78. The method of claim 76 wherein the cancer-associated antigenic peptide comprises Her-2/neu, mammaglobulin-A, MUC1, alphafetoprotein, HPV E6, HPV E7, TRP-1, or VEGF2.

79. The method of claim 76 wherein treating the cancer comprises generating humoral antibodies against the clinically relevant cancer-associated antigenic peptide, reducing the size of a tumor, reducing the number of tumors, delaying the incidence of tumors, prolonging the expected lifespan of the subject or generating antigen-specific cytotoxic T lymphocytes.

80. A method of preparing a cancer treatment composition, the method comprising:

administering to the subject an expression vector that encodes a clinically relevant cancer-associated antigenic peptide in an amount effective to generate an immune response against the clinically relevant cancer-associated antigenic peptide;

administering to the subject an IRM compound in an amount effective to potentiate the immune response to the clinically relevant cancer-associated antigenic peptide;

permitting the subject to generate a serum immune response to the clinically relevant cancer-associated antigenic peptide; and

collecting at least a portion of the subject's serum.

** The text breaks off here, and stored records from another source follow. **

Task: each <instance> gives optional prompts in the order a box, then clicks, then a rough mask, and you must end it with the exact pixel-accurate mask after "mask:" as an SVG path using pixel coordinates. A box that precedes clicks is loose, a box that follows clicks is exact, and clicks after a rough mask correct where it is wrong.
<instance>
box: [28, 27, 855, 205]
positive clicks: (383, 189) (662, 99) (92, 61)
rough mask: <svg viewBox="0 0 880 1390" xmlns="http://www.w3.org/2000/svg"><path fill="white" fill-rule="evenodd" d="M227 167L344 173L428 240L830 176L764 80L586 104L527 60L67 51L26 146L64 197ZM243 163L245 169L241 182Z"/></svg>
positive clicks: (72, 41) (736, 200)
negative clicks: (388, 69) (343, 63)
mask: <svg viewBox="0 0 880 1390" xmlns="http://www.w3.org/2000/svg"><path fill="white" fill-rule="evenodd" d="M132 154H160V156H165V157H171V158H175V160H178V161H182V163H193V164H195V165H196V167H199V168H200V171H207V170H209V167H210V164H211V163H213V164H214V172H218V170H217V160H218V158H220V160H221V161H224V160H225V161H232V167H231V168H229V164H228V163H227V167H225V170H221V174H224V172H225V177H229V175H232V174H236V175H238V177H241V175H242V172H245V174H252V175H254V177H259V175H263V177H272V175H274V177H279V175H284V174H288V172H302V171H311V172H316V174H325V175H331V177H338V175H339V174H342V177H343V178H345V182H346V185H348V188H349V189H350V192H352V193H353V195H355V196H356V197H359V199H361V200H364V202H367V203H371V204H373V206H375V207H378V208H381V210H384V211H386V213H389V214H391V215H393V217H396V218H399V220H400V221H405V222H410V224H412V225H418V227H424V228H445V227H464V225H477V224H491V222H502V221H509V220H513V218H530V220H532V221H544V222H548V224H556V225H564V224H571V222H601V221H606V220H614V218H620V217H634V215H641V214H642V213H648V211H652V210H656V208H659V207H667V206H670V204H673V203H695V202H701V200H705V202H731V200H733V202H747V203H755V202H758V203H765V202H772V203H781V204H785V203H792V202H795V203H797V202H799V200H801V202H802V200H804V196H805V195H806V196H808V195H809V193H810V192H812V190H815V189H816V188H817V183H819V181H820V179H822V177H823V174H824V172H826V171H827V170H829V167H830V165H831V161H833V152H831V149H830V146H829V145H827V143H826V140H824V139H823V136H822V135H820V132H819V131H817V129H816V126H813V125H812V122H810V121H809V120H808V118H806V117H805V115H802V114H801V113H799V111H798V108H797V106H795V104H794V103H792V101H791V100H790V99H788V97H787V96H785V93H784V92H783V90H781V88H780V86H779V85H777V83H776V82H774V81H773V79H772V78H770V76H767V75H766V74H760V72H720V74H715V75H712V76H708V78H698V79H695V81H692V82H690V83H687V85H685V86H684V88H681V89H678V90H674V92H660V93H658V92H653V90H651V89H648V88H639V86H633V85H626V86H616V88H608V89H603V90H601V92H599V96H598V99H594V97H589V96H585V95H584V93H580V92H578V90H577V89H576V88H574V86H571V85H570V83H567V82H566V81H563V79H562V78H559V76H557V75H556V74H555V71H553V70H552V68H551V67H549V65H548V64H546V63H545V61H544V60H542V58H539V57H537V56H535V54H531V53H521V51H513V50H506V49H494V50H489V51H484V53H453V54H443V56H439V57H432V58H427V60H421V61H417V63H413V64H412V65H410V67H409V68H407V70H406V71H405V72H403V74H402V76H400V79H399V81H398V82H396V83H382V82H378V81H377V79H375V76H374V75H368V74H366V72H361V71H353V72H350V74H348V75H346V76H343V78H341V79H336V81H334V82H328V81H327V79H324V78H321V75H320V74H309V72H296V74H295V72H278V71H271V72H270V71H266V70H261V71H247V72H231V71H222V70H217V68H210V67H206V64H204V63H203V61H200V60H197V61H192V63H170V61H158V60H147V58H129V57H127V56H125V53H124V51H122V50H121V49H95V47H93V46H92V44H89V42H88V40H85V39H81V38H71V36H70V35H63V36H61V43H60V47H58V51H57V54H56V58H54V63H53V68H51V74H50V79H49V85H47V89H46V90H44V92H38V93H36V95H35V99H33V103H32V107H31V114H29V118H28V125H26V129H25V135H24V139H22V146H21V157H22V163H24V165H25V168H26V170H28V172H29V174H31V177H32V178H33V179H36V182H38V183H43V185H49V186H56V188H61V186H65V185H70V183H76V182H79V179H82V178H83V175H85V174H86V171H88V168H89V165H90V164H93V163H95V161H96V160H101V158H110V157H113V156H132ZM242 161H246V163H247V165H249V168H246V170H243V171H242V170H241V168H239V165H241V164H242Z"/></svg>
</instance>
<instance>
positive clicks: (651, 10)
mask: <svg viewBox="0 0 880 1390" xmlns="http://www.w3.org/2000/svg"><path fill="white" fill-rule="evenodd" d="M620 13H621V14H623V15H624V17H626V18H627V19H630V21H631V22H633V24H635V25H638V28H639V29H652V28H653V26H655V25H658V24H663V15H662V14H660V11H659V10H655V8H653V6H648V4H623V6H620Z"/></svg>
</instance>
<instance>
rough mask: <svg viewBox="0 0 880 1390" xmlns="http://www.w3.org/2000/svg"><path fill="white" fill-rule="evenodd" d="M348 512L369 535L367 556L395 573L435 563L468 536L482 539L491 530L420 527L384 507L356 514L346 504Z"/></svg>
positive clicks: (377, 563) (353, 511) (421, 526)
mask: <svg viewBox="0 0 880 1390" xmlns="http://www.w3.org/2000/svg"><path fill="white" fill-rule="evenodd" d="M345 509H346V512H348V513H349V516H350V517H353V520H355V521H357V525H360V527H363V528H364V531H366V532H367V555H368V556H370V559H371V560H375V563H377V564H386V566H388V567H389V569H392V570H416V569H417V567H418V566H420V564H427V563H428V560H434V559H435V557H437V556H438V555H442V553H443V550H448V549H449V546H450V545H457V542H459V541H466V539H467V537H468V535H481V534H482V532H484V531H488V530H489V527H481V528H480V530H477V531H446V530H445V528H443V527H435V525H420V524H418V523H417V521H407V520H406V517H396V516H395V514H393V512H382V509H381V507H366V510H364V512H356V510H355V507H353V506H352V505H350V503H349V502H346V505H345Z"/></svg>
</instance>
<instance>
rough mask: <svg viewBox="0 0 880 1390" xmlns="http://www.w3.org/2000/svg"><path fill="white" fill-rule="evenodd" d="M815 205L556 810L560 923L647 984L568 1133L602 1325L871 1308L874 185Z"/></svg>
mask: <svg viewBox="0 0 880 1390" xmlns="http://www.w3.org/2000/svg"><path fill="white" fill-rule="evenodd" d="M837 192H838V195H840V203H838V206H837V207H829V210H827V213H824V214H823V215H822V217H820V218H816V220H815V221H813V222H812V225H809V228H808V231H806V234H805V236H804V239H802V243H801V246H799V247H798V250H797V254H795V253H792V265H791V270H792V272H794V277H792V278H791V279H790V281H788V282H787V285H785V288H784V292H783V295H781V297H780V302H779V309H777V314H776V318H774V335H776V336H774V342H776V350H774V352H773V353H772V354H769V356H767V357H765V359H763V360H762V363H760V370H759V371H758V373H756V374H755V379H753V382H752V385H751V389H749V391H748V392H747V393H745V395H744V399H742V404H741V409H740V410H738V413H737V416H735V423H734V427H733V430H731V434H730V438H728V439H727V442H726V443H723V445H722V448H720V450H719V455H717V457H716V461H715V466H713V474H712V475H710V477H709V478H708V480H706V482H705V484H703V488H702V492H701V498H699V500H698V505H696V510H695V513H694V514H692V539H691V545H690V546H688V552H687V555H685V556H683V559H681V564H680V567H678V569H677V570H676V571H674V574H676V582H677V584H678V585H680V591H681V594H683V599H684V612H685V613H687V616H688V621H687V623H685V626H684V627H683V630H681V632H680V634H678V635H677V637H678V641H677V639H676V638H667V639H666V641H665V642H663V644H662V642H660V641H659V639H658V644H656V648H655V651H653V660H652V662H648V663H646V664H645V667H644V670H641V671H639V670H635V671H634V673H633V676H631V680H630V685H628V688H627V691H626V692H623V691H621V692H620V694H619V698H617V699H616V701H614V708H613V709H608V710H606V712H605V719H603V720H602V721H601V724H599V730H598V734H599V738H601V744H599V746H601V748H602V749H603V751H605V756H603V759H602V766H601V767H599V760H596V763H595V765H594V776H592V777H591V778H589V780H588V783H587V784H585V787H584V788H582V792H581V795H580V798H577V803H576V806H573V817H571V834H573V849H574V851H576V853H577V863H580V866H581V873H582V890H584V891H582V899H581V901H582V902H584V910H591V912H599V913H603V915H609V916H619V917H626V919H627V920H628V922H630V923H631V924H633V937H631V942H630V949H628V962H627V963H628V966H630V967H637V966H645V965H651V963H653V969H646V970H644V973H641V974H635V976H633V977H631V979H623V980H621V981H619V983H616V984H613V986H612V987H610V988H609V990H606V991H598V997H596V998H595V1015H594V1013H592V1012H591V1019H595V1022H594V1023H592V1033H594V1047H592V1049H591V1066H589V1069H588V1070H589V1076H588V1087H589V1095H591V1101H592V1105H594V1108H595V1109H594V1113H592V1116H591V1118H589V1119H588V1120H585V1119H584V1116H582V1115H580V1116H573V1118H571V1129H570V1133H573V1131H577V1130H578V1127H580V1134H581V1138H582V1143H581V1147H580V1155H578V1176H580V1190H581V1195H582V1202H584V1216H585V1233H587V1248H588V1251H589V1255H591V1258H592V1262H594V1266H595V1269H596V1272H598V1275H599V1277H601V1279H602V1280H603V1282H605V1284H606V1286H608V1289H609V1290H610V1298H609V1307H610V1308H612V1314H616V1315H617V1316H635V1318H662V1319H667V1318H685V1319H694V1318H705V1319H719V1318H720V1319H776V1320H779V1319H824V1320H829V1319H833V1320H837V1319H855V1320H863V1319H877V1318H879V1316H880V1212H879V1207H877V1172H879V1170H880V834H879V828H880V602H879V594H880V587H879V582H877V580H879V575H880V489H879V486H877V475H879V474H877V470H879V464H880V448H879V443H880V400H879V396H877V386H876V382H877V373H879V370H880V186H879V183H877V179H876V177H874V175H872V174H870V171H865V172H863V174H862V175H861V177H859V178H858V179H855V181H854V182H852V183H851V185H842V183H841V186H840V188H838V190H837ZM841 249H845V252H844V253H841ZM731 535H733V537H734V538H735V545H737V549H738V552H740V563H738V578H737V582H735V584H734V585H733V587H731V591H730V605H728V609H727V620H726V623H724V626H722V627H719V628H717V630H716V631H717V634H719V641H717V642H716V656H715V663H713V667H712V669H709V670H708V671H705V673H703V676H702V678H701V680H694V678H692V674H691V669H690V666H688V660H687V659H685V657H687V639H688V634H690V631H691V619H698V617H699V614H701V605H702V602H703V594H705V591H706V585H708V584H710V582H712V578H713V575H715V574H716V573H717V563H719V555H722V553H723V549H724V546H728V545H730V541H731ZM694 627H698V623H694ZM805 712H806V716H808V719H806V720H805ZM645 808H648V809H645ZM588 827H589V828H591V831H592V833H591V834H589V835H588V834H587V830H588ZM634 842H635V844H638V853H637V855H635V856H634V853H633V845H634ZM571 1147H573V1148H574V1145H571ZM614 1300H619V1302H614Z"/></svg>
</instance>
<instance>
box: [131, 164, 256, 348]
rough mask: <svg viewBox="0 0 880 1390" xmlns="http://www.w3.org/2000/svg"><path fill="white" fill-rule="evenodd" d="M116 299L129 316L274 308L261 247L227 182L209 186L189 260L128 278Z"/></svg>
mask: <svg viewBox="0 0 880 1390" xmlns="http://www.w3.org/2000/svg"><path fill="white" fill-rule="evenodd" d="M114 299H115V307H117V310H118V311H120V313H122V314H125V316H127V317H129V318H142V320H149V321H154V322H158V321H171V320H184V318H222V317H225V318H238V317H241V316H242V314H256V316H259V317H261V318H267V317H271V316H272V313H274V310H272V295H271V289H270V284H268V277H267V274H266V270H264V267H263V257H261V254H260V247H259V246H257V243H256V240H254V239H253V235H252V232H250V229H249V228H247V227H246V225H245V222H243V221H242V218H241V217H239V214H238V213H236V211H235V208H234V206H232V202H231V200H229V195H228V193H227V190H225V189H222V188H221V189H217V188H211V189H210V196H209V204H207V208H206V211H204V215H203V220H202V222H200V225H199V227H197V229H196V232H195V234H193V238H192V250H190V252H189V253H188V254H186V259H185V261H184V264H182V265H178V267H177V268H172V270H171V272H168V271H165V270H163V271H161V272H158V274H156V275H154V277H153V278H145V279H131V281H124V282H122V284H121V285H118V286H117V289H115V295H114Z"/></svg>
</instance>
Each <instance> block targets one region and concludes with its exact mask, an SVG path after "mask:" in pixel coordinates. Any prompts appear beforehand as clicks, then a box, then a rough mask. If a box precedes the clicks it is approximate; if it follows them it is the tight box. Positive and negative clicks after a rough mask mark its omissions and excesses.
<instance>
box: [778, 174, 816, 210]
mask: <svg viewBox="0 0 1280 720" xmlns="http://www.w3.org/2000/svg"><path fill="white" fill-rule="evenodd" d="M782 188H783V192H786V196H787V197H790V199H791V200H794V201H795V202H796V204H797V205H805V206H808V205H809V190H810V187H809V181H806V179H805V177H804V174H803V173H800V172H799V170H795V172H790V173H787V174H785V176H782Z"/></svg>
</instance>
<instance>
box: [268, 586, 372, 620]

81. The method of claim 80 wherein the cancer comprises hepatocellular cancer, cervical cancer, melanoma, lung cancer, colon cancer, breast cancer, pancreatic cancer, or ovarian cancer.

82. The method of claim 80 wherein the cancer-associated antigenic peptide comprises Her-2/neu, mammaglobulin-A, MUC1, alphafetoprotein, HPV E6, HPV E7, TRP-1, or VEGF2.

83. A method of treating cancer in a subject, the method comprising:

administering to a mammal an expression vector that encodes a clinically relevant cancer-associated antigenic peptide in an amount effective to generate an immune response against the clinically relevant cancer-associated antigenic peptide;

administering to the mammal an IRM compound in an amount effective to potentiate the immune response to the clinically relevant cancer-associated antigenic peptide;

permitting the mammal to generate a serum immune response to the clinically relevant cancer-associated antigenic peptide;

collecting at least a portion of the mammal's serum; and

administering at least a portion of the mammal's serum to the subject in an amount effective to treat the cancer.

84. The method of claim 83 wherein the potion of the mammal's serum comprises an antibody against the clinically relevant cancer-associated antigen.